Besonders auffällig und für deutsche Wissenschaftler typisch ist, daß überhaupt kein argumentativer – wissenschaftlicher – Gedankengang mehr aufgebaut wird, sondern sich der Vortrag als Brei aus Anekdoten und Zitaten irgendwelcher Größen darstellt. Dieses extreme Zitierwesen ist ein Merkmal dafür, daß die deutsche Wissenschaftslandschaft nicht mehr selber denkt, sondern doktrinartig in Hierarchien und Rangordnungen erstarrt ist. Dazu kommt ein Gezeter mit was wäre wenn und wer könnte alles nicht, und wie schlimm es wäre, aber einfach nur heißer Dampf.
Es fängt mit einer – sicherlich netten, eingängigen, amüsanten, aber überhaupt nicht nachprüfbaren und eigentlich auch nichtssagenden – Anekdote an. Der Deutsche fragt den Briten, wo sie denn ihre Studiengänge akkreditieren ließen. Der Brite völlig erstaunt zurück „But we are Oxford!”.
Rabulistisch raffiniert, so wird der Leser/Zuhörer von vornherein darauf eingenordet, daß die Besten sowas nicht nötig hätten, nur wir in Deutschland hier solchen Blödsinn trieben. Abgesehen davon, daß kein Mensch nachprüfen kann, ob der Brite das wirklich gesagt hat, wieviel Hirn er dabei eingesetzt hat und ob er überhaupt maßgeblich oder nur ein akademischer Hilfsschwätzer war, liegen schon in Frage und Antwort viele Fehler, die einem Statistiker und einem Professor nicht unterlaufen dürften.

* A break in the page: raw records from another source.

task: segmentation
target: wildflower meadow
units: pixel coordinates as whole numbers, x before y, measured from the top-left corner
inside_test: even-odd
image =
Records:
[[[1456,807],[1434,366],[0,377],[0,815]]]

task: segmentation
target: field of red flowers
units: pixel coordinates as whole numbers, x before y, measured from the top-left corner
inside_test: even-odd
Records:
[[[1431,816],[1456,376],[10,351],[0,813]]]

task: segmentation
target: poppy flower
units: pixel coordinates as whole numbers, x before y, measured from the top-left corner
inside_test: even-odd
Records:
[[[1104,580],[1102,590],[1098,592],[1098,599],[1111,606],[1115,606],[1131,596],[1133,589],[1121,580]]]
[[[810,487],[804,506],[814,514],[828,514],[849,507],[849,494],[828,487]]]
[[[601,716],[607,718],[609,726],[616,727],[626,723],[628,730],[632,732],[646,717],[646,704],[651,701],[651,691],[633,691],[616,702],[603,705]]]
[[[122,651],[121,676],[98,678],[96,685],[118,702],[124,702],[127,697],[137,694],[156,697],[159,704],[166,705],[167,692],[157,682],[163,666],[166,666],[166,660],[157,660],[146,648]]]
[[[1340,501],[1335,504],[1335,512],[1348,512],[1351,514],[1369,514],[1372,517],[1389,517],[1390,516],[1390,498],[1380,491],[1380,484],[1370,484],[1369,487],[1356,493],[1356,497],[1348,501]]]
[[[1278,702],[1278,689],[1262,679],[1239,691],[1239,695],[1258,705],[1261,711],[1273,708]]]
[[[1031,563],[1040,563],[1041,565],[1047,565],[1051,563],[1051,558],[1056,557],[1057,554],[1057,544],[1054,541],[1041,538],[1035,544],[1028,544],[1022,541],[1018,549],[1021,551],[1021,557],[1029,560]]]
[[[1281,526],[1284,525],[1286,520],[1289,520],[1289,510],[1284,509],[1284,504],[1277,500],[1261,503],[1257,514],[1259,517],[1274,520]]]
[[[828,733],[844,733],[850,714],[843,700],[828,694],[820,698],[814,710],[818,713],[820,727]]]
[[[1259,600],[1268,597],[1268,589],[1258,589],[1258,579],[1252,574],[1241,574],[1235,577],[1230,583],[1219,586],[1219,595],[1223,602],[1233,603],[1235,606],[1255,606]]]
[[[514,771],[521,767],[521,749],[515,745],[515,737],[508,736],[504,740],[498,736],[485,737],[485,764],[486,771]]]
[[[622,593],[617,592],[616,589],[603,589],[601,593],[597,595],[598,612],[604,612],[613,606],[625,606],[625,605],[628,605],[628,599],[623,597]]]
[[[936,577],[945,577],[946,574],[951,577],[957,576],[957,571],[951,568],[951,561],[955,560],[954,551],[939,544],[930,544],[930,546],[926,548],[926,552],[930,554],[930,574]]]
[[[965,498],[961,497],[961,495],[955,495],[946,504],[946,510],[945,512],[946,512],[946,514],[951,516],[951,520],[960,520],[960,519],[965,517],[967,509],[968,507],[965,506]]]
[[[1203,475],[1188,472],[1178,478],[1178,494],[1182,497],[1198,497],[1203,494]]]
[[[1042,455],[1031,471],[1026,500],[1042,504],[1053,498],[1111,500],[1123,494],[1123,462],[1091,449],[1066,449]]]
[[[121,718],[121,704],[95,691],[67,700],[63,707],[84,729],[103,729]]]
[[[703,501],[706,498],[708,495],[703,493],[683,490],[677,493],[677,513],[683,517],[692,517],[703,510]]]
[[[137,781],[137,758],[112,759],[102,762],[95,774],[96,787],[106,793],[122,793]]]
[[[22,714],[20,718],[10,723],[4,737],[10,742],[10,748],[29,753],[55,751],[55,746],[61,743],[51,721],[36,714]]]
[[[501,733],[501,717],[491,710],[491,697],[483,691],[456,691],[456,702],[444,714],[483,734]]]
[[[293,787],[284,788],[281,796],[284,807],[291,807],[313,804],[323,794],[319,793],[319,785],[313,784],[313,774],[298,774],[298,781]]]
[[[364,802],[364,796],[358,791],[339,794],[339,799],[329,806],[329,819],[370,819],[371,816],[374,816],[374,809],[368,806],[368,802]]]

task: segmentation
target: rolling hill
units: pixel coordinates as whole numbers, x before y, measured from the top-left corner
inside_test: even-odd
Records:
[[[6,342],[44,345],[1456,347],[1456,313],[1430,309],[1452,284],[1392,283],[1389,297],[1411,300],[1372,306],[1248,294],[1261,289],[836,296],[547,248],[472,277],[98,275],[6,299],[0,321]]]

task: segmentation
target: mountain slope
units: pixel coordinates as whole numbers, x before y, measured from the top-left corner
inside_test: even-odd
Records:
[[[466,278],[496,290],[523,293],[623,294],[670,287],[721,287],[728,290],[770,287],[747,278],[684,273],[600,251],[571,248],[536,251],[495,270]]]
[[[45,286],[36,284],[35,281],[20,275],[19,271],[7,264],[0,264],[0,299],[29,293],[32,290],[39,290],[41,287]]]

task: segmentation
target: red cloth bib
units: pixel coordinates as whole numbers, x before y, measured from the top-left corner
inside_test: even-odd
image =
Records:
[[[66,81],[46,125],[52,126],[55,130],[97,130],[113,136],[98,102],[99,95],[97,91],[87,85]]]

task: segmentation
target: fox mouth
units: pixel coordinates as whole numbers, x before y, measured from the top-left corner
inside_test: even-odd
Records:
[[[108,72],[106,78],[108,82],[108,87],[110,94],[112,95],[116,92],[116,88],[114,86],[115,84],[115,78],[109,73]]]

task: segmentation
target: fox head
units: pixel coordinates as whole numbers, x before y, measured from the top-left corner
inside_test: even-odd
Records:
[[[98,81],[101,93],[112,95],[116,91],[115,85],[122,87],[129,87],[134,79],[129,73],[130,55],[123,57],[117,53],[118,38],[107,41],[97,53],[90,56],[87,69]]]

Der erste Fehler ist, daß man nicht die Regeln für ein Land wie Deutschland oder gar Europa mit einer einzelnen Universität, einer nichtrepräsentativen, sondern gezielt ausgewählt Stichprobe vergleichen kann. Sowas nennt man auch Statistikfälschung. Um das an einem überspitzten Analogon zu demonstrieren: Genausogut könnte man beklagen, daß das Durchschnittseinkommen der Deutschen um Größenordnungen zu niedrig läge, indem man es mit dem von Bill Gates vergleicht. Man müßte es aber mit dem Durchschnittseinkommen der Amerikaner und nicht einem einzelnen besonders ausgewähltem Exemplar vergleichen. In der Statistik wird eigentlich trainiert, solche Denkfehler zu vermeiden, weshalb man dem Autor hier schon böswillige Absicht unterstellen muß.
Der zweite Fehler ist, daß Großbritannien mit Deutschland nicht vergleichbar ist. Wir sind eine Republik mit einer Verfassung, in der die Berufsfreiheit und die Rechtswegsgarantie als einklagbare Grundrechte festgeschrieben sind, und in der das Prüfungsmonopol beim Staat liegt, der es in gewissen, definierten Grenzen an die Verwaltung in Form der Hochschulen delegieren kann. Großbritannien dagegen ist eine parlamentarische Monarchie, die keine explizite Verfassung hat und wenn ich mich recht erinnere, erst 1998 überhaupt erst die grundlegenden Menschenrechte formal anerkannt hat. Unversitäten und Hochschulen sind in Großbritannien autonom und nicht dem Staat untergeordnet, während sie bei uns Anstalten öffentlichen Rechts sind und damit nach der Verfassung zwingend an Gesetze gebunden sind. Damit kann eine englische Universität einem Prüfling nie diesem immensen und irreparablen Schaden wie eine deutsche Universität zufügen, nämlich daß man eine Prüfung endgültig nicht bestanden hat und einen Beruf nicht mehr ergreifen kann. Die deutschen Universitäten greifen rechtlich viel stärker in Grundrechte ein, die bei uns auch stärker geschützt sind (bzw. sein sollten).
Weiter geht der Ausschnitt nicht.